Les anciens noms de Kinaliada étaient “Proti” et “Akoni”. Cette île se trouve à 6,5 milles du port d’Istanbul et à 3,5 milles de la côte Anatolienne. Son nom de Kinaliada lui vient de la couleur henné de son terrain..
Avec une largeur de 1,1 km et une longueur de 1,5 km, Kinaliada et la quatrième plus grande île après Buyukada. À l’ouest de l’île, d’une hauteur de 115 m, se trouve La Colline de Cinar et juste à côté, la colline de Tesvikiye. À une hauteur de 93 m, La Colline de Christos, où est dressé Le Monastère de Christos, est la troisième et dernière colline de l’île. Pour cette raison, elle a été l’île la plus exploité en tant que lieu d’exil à l’époque Byzantine. L’événement le plus célèbre, est l’histoire de Romain IV Diogène qui fut vaincu et capturer à Izmit par l’armée de Alp Arslan lors de la bataille de Manzikert en 1071 à l’époque du règne de Michel VII Doukas. Ce dernier lui fit crever les yeux et le fit enfermer dans Le Monastère de Christos en l’habillant en moine. La tombe de Diogène est supposée être près de l’orphelinat. Les endroits remarquable de l’île sont, la baie du monastère à l’ouest de la colline de Christos et au nord de cette baie les “grands” et “petits” trous de mine.
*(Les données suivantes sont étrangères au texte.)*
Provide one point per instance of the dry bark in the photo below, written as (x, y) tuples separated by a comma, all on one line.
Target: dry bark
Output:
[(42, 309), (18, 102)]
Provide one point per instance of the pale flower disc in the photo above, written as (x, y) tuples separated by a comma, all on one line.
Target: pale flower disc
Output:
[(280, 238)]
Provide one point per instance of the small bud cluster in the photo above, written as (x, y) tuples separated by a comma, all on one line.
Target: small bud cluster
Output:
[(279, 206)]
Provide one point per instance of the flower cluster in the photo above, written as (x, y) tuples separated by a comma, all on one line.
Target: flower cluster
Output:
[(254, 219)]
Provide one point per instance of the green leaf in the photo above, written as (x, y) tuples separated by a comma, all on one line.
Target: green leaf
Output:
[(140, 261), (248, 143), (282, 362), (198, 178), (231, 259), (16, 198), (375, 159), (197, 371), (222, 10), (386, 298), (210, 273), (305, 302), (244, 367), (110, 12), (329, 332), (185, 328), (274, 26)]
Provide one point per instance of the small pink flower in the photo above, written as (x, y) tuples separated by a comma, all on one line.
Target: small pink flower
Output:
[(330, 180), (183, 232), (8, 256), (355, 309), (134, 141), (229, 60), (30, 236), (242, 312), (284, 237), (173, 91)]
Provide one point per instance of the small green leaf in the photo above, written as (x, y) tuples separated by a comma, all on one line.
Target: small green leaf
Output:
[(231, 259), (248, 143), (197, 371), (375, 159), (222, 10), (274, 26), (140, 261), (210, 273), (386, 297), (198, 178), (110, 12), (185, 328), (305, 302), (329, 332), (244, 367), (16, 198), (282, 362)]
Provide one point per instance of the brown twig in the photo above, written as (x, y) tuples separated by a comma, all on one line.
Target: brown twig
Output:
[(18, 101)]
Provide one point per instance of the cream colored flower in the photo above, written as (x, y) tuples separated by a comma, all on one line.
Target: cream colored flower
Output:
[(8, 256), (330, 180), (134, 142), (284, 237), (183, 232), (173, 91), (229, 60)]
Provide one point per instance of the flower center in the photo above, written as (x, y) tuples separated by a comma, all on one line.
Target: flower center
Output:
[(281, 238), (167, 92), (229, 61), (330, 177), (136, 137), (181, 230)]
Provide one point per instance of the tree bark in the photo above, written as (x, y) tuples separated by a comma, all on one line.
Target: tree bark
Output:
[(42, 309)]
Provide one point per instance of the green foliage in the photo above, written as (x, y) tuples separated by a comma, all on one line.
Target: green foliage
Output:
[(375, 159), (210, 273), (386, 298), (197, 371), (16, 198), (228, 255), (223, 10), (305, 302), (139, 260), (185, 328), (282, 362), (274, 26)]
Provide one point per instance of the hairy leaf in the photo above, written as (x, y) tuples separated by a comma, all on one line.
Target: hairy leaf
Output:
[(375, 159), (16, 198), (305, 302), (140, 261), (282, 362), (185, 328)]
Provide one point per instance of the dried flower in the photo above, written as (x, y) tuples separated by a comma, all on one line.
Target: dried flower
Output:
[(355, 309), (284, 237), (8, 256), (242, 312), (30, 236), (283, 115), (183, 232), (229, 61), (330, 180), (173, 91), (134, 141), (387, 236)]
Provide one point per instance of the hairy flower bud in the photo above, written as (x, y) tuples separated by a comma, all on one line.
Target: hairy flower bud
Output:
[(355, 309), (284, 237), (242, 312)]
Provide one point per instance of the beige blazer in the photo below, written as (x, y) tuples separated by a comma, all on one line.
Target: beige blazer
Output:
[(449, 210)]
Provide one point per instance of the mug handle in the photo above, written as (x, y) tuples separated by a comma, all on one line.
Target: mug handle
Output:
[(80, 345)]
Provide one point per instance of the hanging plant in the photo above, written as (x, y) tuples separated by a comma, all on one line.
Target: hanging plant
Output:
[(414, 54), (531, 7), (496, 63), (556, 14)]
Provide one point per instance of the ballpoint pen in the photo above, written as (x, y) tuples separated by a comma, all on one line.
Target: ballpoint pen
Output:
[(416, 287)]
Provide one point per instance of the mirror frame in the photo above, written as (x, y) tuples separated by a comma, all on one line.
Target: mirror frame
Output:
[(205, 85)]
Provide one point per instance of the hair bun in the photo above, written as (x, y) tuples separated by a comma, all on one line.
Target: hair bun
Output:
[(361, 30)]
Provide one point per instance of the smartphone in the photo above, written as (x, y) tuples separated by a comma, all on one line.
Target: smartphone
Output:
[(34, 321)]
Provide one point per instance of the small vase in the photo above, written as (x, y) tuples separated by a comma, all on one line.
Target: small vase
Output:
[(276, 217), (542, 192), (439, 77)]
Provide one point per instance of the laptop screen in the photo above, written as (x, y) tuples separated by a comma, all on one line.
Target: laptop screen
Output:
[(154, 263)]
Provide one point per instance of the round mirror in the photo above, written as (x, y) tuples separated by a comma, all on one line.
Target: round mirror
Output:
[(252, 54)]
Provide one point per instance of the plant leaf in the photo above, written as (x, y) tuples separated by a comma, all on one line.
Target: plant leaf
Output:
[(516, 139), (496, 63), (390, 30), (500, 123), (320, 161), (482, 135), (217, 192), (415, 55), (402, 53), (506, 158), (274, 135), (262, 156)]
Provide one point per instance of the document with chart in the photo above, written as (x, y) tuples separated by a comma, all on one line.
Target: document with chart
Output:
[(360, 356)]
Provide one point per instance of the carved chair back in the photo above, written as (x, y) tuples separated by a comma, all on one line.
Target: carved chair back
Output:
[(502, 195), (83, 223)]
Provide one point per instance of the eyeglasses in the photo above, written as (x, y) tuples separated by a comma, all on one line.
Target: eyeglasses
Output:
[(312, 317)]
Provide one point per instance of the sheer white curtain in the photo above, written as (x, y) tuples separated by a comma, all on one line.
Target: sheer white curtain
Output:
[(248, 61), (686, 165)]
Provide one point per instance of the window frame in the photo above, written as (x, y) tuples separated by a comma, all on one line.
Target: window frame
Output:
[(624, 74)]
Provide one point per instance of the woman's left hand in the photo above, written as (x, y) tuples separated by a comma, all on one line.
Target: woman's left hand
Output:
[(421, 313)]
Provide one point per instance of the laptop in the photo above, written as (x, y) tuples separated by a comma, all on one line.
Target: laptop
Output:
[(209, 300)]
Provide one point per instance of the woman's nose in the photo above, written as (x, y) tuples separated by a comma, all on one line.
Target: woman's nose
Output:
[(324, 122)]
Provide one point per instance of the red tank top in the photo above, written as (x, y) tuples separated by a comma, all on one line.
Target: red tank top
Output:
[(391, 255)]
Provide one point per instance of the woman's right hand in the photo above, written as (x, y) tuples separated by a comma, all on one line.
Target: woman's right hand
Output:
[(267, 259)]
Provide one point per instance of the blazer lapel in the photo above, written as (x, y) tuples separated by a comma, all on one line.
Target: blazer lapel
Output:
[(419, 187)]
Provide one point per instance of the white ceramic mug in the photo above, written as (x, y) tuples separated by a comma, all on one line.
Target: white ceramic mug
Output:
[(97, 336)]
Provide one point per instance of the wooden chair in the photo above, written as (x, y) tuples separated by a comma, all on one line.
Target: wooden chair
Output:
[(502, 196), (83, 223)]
Comparé aux autres îles, le climat est plus rigoureux. Kinaliada est moins couverte de bosquets et est plutôt formée de falaises rocheuses. Le fort de l’Empire Byzantin, ainsi que Le Quai de Tophane et le Port de Haydarpacha ont été construit au 19e par l’extraction de pierre située sur l’île. Du fait du climat plus rigoureux et du manque de verdure, les estivants Istanbouliotes ne sont pas très attirés par l’île. Les Arméniens sont venus s’y installer pour la première fois en 1833 et en 1846, avec l’inauguration des bateaux la population arménienne s’est développée. Après la construction de l’Eglise areménienne de Surp Krikor Lusavoric (Eglise Saint Gregoire l’illumanteur) et l’Ecole Arménienne Nersesyan en 1857, l’île a retrouvé sa vivacité. La population de l’île a un aspect cosmopolitique du point de vue éthnique. En 1990 la population était de 3943 habitants. Elle a diminué jusqu’à 2539 en 1997 puis elle a augmenté de nouveau jusqu’à 3318 habitants en l’an 2000. Les principaux édifices appartenant aux grecs sont l’Eglise Orthodoxe de Panayia et l’Ecole Primaire Grecque construite en 1869. L’école primaire turque a commencé la scolarité en 1935. Un autre lieu de prière de ile est la mosquée de Kınalıada inaugurée en 1963 et qui est composée de différentes structures architecturalles.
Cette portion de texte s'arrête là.